Last Saturday Morning, I witnessed a protest right on my street. The Cause of the protest is a hydroelectric dam project being developed in the southern part of Chile. The project is called HidroAysen, and it consists in making 6 hydroelectric dams in Chile’s 11th region.
I instantly remembered my sustainable energy classes at U of T, and recalled a presentation from a colleague on the theme of hydro electricity. Hydro electricity is a renewable resource, emits negligible carbon emissions from its operation, it is reliable and can compete economically with fossil fuels…
Why would people protest against it? Isn’t Hydro electricity a good thing?
This GIF was picked up from Patagonia sin Represas (Patagonia without dams) an environmental organization against the HidroAysen Project (www.patagoniasinrepresas.cl ). The reason why they disagree with the project is because of the large footprint that it will have on Chile’s natural environment, how private companies will benefit from the detriment of public land, and because the project bypassed proper environmental assessments on the grounds of being an urgent necessity. Chileans are proud of their virgin landscapes, the natural beauty of their country that is almost untouched in the South. The dams planned are located around various Andean mountains in the south which will directly change the relationship of water and land, and destroy the existing ecosystems in the surrounding areas. Environmentalists fear that many endangered species in those areas will be affected. In addition, since most of the population is located in the Central part of Chile, transmission lines would need to travel through half of Chile… scaring the landscapes, and perhaps damaging the eco-tourism that has developed.

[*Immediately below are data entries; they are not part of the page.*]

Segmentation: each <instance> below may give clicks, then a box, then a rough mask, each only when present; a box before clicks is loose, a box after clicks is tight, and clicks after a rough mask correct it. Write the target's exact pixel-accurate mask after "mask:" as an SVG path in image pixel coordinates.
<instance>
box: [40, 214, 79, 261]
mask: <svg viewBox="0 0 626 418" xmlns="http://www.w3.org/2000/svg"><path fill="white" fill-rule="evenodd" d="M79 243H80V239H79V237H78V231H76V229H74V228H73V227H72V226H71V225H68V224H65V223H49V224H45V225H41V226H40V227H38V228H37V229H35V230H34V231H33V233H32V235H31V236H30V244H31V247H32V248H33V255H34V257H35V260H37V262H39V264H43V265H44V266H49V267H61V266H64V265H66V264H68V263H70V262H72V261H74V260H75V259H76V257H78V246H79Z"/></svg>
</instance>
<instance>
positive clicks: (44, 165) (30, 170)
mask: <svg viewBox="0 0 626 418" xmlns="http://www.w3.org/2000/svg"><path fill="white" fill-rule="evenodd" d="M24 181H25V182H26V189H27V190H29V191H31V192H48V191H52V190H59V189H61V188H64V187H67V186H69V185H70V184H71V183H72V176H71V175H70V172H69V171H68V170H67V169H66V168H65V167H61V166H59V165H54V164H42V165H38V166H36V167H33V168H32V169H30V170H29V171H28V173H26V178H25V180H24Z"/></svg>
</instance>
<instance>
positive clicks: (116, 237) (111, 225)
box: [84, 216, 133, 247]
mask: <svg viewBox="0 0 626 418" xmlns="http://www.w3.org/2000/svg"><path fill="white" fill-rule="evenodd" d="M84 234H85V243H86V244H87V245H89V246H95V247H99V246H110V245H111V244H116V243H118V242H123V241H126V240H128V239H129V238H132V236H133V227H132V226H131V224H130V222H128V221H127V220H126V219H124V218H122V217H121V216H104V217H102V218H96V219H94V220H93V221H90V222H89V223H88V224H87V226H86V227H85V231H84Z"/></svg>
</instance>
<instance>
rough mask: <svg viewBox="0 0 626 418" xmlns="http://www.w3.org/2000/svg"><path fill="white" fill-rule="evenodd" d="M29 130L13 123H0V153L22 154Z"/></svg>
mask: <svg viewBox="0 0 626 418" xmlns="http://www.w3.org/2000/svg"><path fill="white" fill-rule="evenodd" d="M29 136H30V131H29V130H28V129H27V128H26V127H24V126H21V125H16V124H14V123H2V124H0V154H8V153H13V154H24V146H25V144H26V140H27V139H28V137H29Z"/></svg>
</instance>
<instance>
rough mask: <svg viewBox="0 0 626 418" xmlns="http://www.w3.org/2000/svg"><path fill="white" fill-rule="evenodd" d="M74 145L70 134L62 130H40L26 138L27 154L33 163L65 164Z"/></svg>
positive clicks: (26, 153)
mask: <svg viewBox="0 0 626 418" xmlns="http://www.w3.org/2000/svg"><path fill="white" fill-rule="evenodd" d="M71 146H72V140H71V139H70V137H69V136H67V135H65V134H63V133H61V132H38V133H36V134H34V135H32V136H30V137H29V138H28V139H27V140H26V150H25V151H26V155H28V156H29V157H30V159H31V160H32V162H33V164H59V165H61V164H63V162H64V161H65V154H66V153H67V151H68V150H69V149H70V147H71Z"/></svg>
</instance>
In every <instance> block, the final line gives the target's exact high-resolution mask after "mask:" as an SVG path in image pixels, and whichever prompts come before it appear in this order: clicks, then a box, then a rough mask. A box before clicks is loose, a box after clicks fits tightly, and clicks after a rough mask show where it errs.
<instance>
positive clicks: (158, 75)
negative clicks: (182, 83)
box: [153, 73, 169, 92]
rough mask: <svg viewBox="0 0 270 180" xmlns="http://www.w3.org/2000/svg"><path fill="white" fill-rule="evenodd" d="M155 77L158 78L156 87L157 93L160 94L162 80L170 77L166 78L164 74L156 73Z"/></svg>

An alternative that is proposed by the opposition is the exploitation of solar energy in the northern part of Chile (also the most arid dessert in the world). It is a rare occasion when it rains in that dessert, and they argue that it would have a lessened environmental impact since there is fewer fauna in the area.
Considering that Chile lies on the edges of tectonic plates, there is also large potential for geothermal energy. Its Coastal geography also gives opportunities for offshore wind power, and tidal energy… I am not suggesting that energy needs of tomorrow are easily solved, but I do believe that these types of projects should have a thorough environmental assessment, and have open discussions with the public.